It didn’t take Harry long to learn that the Ministry planned to do exactly nothing.

Possible reports that could have made it to the Daily Prophet were suppressed. Most members of other Departments refused to talk about the situation when Harry asked them. Overnight, the maps throughout the Ministry that directed visitors were redone, so that now the Department of Mysteries and, indeed, anything lower than the eighth floor appeared never to have existed.

Harry grew first incredulous, then angry, then enraged. When he finally managed to send an owl to Shacklebolt, demanding an explanation, he received a terse letter in return.

Dear Harry:

I’m sorry, but nothing can be done. If the public knew about the situation, there would undoubtedly be a panic. And after the mess that Fudge and Scrimgeour left the Ministry in, the last thing we need is the inference that we can’t control our own Departments. I plan to resolve this as swiftly as possible. Rest assured, I’m working around the clock with experts on all sorts of magical disasters. But nothing can be done for right now.

Minister Shacklebolt.

About that time was when Harry decided that heroes also didn’t sit around waiting for other people to rescue their friends.

*

Harry patted the satchel slung on his left shoulder. He’d never been so grateful that he’d made Hermione teach him that spell she’d used during the year of the war, the one that could enlarge the inside of a bag until it contained an unlimited number of supplies. He had a good store of food—he wouldn’t trust anything he found to eat in the Department of Mysteries—several changes of clothes, a Foe-Glass, a Sneakoscope, a notebook containing the most useful practical suggestions he’d picked up during Auror training, several photographs of Ron and Hermione that he could use in tracking spells, an owl feather he could Transfigure into an owl during an emergency, a series of blankets to cushion his sleep, cooking pots, a few stones to construct temporary hearths, his Invisibility Cloak, and a few other magical artifacts he’d acquired during the last year that might prove useful.
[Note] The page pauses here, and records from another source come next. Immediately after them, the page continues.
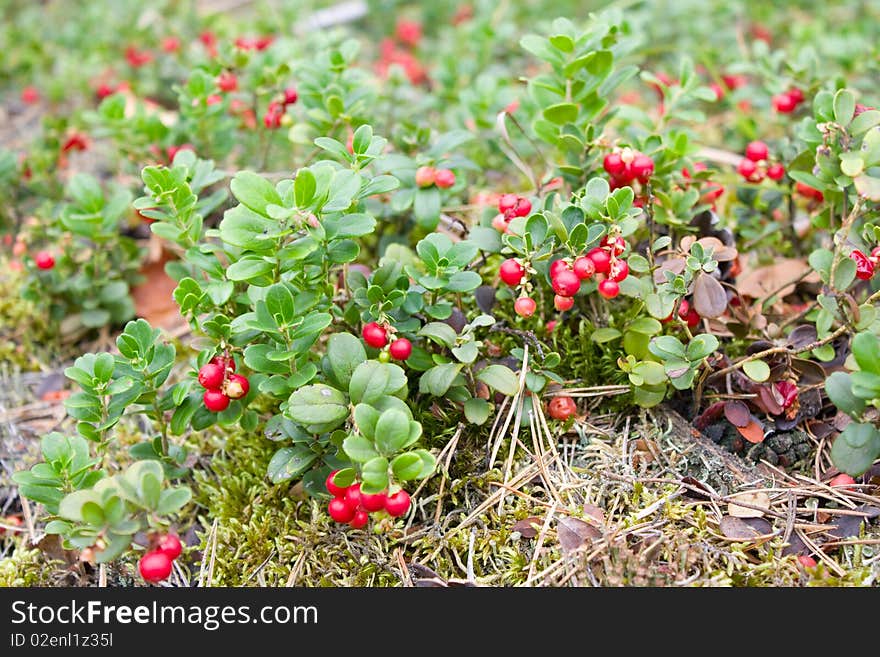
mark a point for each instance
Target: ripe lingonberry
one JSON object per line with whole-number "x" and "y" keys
{"x": 511, "y": 272}
{"x": 562, "y": 303}
{"x": 566, "y": 283}
{"x": 425, "y": 176}
{"x": 601, "y": 260}
{"x": 44, "y": 260}
{"x": 373, "y": 502}
{"x": 609, "y": 288}
{"x": 211, "y": 376}
{"x": 237, "y": 386}
{"x": 444, "y": 178}
{"x": 353, "y": 496}
{"x": 400, "y": 349}
{"x": 618, "y": 270}
{"x": 171, "y": 546}
{"x": 776, "y": 172}
{"x": 507, "y": 202}
{"x": 215, "y": 401}
{"x": 614, "y": 165}
{"x": 339, "y": 510}
{"x": 397, "y": 504}
{"x": 561, "y": 407}
{"x": 374, "y": 335}
{"x": 583, "y": 267}
{"x": 757, "y": 151}
{"x": 333, "y": 489}
{"x": 525, "y": 306}
{"x": 784, "y": 103}
{"x": 155, "y": 566}
{"x": 360, "y": 519}
{"x": 642, "y": 167}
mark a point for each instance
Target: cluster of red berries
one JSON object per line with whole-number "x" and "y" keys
{"x": 788, "y": 101}
{"x": 510, "y": 206}
{"x": 275, "y": 112}
{"x": 44, "y": 260}
{"x": 561, "y": 407}
{"x": 866, "y": 266}
{"x": 155, "y": 565}
{"x": 221, "y": 383}
{"x": 428, "y": 176}
{"x": 626, "y": 166}
{"x": 376, "y": 336}
{"x": 687, "y": 313}
{"x": 350, "y": 505}
{"x": 755, "y": 165}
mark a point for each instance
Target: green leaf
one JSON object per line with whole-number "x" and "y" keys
{"x": 856, "y": 448}
{"x": 477, "y": 410}
{"x": 500, "y": 378}
{"x": 318, "y": 404}
{"x": 436, "y": 381}
{"x": 372, "y": 380}
{"x": 407, "y": 466}
{"x": 757, "y": 370}
{"x": 289, "y": 463}
{"x": 344, "y": 353}
{"x": 392, "y": 432}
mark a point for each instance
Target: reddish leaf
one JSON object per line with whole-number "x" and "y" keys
{"x": 753, "y": 432}
{"x": 710, "y": 299}
{"x": 737, "y": 413}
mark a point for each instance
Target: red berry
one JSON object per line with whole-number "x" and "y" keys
{"x": 227, "y": 81}
{"x": 444, "y": 178}
{"x": 616, "y": 245}
{"x": 400, "y": 349}
{"x": 339, "y": 510}
{"x": 609, "y": 288}
{"x": 171, "y": 546}
{"x": 44, "y": 260}
{"x": 525, "y": 306}
{"x": 333, "y": 489}
{"x": 563, "y": 303}
{"x": 237, "y": 386}
{"x": 618, "y": 270}
{"x": 211, "y": 376}
{"x": 642, "y": 167}
{"x": 373, "y": 502}
{"x": 360, "y": 519}
{"x": 522, "y": 208}
{"x": 747, "y": 169}
{"x": 601, "y": 260}
{"x": 842, "y": 480}
{"x": 374, "y": 335}
{"x": 776, "y": 172}
{"x": 562, "y": 407}
{"x": 614, "y": 165}
{"x": 757, "y": 151}
{"x": 353, "y": 496}
{"x": 784, "y": 103}
{"x": 511, "y": 272}
{"x": 807, "y": 561}
{"x": 155, "y": 566}
{"x": 557, "y": 266}
{"x": 864, "y": 266}
{"x": 290, "y": 96}
{"x": 397, "y": 504}
{"x": 215, "y": 401}
{"x": 566, "y": 283}
{"x": 583, "y": 267}
{"x": 425, "y": 176}
{"x": 507, "y": 202}
{"x": 796, "y": 95}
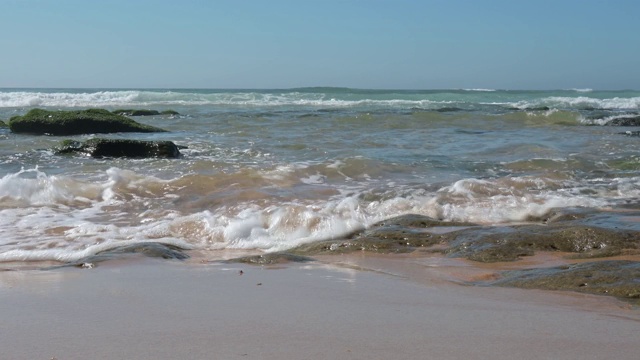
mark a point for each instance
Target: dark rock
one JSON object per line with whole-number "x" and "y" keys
{"x": 91, "y": 121}
{"x": 271, "y": 259}
{"x": 624, "y": 121}
{"x": 143, "y": 112}
{"x": 618, "y": 278}
{"x": 99, "y": 148}
{"x": 494, "y": 244}
{"x": 538, "y": 108}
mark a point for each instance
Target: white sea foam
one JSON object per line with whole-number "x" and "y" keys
{"x": 42, "y": 218}
{"x": 581, "y": 102}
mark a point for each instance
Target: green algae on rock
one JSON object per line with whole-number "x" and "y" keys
{"x": 620, "y": 278}
{"x": 99, "y": 148}
{"x": 90, "y": 121}
{"x": 143, "y": 112}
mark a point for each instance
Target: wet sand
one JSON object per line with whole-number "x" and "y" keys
{"x": 368, "y": 307}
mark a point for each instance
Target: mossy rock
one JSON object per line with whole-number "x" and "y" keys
{"x": 620, "y": 278}
{"x": 495, "y": 244}
{"x": 91, "y": 121}
{"x": 143, "y": 112}
{"x": 100, "y": 148}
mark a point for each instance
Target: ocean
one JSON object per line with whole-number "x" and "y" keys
{"x": 268, "y": 170}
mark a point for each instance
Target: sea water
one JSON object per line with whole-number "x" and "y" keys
{"x": 267, "y": 170}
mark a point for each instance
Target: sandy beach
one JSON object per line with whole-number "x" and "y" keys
{"x": 337, "y": 308}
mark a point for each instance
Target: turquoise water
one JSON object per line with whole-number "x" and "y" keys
{"x": 267, "y": 170}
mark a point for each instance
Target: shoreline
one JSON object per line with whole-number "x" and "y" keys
{"x": 354, "y": 307}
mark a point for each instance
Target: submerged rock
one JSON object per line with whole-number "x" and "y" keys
{"x": 99, "y": 148}
{"x": 91, "y": 121}
{"x": 618, "y": 278}
{"x": 563, "y": 233}
{"x": 143, "y": 112}
{"x": 397, "y": 235}
{"x": 508, "y": 243}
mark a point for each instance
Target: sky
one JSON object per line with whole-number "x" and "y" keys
{"x": 378, "y": 44}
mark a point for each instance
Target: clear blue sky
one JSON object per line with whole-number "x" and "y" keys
{"x": 419, "y": 44}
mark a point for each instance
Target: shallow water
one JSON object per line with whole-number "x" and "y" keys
{"x": 271, "y": 169}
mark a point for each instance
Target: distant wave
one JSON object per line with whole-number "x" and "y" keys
{"x": 325, "y": 97}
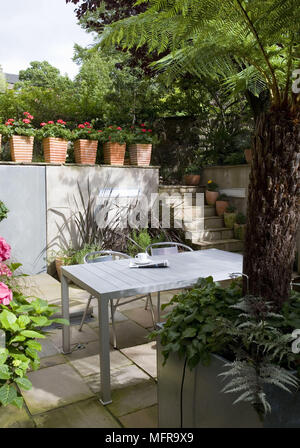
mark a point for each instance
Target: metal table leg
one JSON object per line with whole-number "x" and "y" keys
{"x": 65, "y": 314}
{"x": 104, "y": 351}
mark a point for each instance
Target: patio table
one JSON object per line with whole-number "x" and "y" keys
{"x": 115, "y": 280}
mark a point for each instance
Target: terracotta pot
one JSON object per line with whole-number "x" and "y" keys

He’d thought about bringing the Elder Wand. Could he really hold back on anything that would allow him to rescue his friends? And then he’d thought of what might happen if someone in the Department of Mysteries overcame him and stole the Elder Wand.

No. He had his wand of holly and phoenix feather tucked in his belt, and that would have to do.

He stood, now, at the top of the last flight of stairs leading down to the Department of Mysteries. He hadn’t bothered with the lifts; he was certain that they bore spells to tell the Minister and any of his interfering busybodies if someone tried to access the ninth floor.

Only a few more steps into the unknown.

Harry took a deep breath and fixed Ron and Hermione’s faces in the forefront of his mind. He was doing this for them. If he didn’t go after them, who would? And maybe the Minister would find a solution in time, but maybe he wouldn’t. Harry couldn’t trust to authority. If he had, he would never have made many of his most important discoveries, and would certainly not have won the war. People like McGonagall and the adults in the Order had done their best to keep him out of things for as long as they could. It only resulted in disaster.

He took the few steps down.

At once the air in front of him turned thick and misty. Harry found it hard to breathe, as if he stood in the presence of Dementors.

He wondered for a moment if Dementors really could have taken over the Department, but then, the Patronuses people in the upper floors kept trying to use would have had some effect. Besides, this mist was warm, like steam in a tropical jungle, not the deadly cold Harry associated with Dementors.

He cast a Bubble-Head Charm on himself and forged forwards. The steps beneath his feet became progressively harder, and then impossible, to see. At last, his feeling foot found nothing but empty space. Harry cursed softly and paused for a moment.

Nothing for it.

He cast a Feather-Light Charm on himself and leaped.

For long moments, he drifted downwards, past snaking tendrils of what he could only hope was mist and not some kind of grasping vine. He could hear his own breath coming in hoarse, panicked near-shrieks. He had never realized how hard it would be to simply fall, without a broom beneath him and with dozens of possibilities as to how the fall might end.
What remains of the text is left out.